My three old friends didn't know either that Jack never paid me for the second trial, nor had he ever paid Doc Madison a nickel for all the doc's attention to his wounds.
"He stole from us all, to the very end," I said.
"Yes, Marcus," said Flossie, the loyal crone, misty-eyed over her wine, profoundly in love with all that was and would never be again, "but he had a right to. He was magic. He had power. Power over people. Power over animals. He had a tan collie could count to fifty-two and do subtraction."

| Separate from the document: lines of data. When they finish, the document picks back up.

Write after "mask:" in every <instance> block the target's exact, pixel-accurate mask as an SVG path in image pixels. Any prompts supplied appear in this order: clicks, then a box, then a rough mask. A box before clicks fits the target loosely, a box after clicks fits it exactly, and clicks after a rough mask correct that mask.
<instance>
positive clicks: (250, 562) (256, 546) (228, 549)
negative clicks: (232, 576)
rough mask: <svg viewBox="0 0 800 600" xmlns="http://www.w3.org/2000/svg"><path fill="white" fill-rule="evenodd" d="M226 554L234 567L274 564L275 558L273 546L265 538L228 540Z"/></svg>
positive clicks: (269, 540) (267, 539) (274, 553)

"I wrote a story about his dog," said the Tipper. "It was a black and white bull terrier named Clancy. I went and fed him when they all left Acra and forgot he was there. Smartest dog I ever saw. Jack taught him how to toe dance."

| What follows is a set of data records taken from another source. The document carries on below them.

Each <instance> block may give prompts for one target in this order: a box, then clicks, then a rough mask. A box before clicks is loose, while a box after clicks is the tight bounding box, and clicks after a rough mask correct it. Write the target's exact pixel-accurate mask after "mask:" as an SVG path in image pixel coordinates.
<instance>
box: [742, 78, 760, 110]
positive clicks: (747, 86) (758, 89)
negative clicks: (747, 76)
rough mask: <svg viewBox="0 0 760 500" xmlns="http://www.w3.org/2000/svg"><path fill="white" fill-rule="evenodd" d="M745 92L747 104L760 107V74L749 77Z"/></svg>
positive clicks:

"It was a white poodle," said Packy. "He brought it with him right here where we're sitting one night in the middle of '31. There was a bunch of us and Jack decides he'll take a walk, and we all say, okay, we'll all take a walk. But Jack says he needs his sweater because the night air gets chilly, and we all say, you're right, Jack, it sure gets chilly."
"Jack could turn on the electric light sometimes, just by snapping his fingers," Flossie said.
"So Jack says to the white poodle, 'Listen here, dog, go up and get my black sweater,' and that damn dog got up and went out to the lobby and pushed the elevator button and went up to Jack's suite and barked, and Hubert Maloy let him in."
"Jack could run right up the wall and halfway across the ceiling when he got a good running start," Flossie said. "We all waited, but the poodle didn't come back, and Jack finally says, 'Where the hell is that dog of mine?' And somebody says maybe he went to the show to see the new Rin-Tin-Tin, and Jack says, 'No, he already saw it.' Jack got so fidgety he finally goes upstairs himself and we all follow, and Jack is sayin' when he walks into his room, 'Come on, you son of a bitch, where's my goddamn sweater?' "
"Jack could outrun a rabbit," Flossie said.
"Well, let me tell you, it took the wind right out of Jack when he saw that damn dog sitting on the sofa with the sweater, sewin' on a button that was missin' off the pocket."
"Jack could tie both his shoes at once," Flossie said.